Not so in the past couple of years. The pandemic and economic crisis have turbocharged the country’s political metabolism. July 15 now seems light years in the past. The opposition remains opposed to the putschists of that night (the universally reviled Gülenists), but now argues that the government hasn’t been open about what happened and who was responsible. The government, in turn, has given up on having the opposition in the July 15 tent, and brands them as collaborators.
A coup attempt and legitimate elections should not be difficult to tell apart. As we approach 2023, we can’t be sure that government’s supporters will see it that way.
Bonus: Some reference points on July 15 this year.
A SETA symposium, with the support of VP Fuat Oktay, followed by a panel on the politics of July 15 today. Everyone seemed angry about main opposition leader Kemal Kılıçdaroğlu’s stance on the coup attempt, and most implied that he was in league with the forces that staged the coup.

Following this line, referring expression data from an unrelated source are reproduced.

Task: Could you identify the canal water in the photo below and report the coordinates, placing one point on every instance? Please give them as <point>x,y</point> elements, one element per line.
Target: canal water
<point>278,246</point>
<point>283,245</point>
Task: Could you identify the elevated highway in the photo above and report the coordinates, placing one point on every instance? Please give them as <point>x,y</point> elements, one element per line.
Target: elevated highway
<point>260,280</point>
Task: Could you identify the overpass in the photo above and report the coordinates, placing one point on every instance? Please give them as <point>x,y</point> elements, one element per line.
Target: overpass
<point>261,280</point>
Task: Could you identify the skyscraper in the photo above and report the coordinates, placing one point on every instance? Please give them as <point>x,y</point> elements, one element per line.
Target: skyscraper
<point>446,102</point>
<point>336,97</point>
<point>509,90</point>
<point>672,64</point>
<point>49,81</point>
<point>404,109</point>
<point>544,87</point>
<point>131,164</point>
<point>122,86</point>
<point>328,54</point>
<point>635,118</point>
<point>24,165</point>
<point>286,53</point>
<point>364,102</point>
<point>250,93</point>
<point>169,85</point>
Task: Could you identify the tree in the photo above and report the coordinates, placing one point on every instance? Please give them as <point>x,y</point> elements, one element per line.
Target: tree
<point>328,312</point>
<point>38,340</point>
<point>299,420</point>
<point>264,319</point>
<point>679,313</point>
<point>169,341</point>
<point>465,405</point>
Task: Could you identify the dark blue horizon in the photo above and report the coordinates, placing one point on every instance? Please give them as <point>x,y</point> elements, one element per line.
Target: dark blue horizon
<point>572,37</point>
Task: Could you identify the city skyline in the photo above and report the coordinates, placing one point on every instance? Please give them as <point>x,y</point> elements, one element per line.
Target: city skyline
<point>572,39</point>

I had a very difficult time finding official events scheduled for the 15th. Antalya governorate is an exception - they put up a PDF with all the events taking place at different institutions. I’m sure every governorate is going to put on some kind of event, but I doubt that there’ll be much energy behind it. Except maybe in Antalya. Those guys seem to have their stuff together.
Here is a clip by Kanal Türkiye, the only pro-government sokak röportajı channel, interviewing young people about July 15. An elderly man says it was staged and a young woman says that those who died that night died in vain. Kanal Türkiye seems to have edited the video to “Another Love” by Tom Odell, which strangely captures the doom and gloom in government circles. They really feel like they’ve lost the country on this.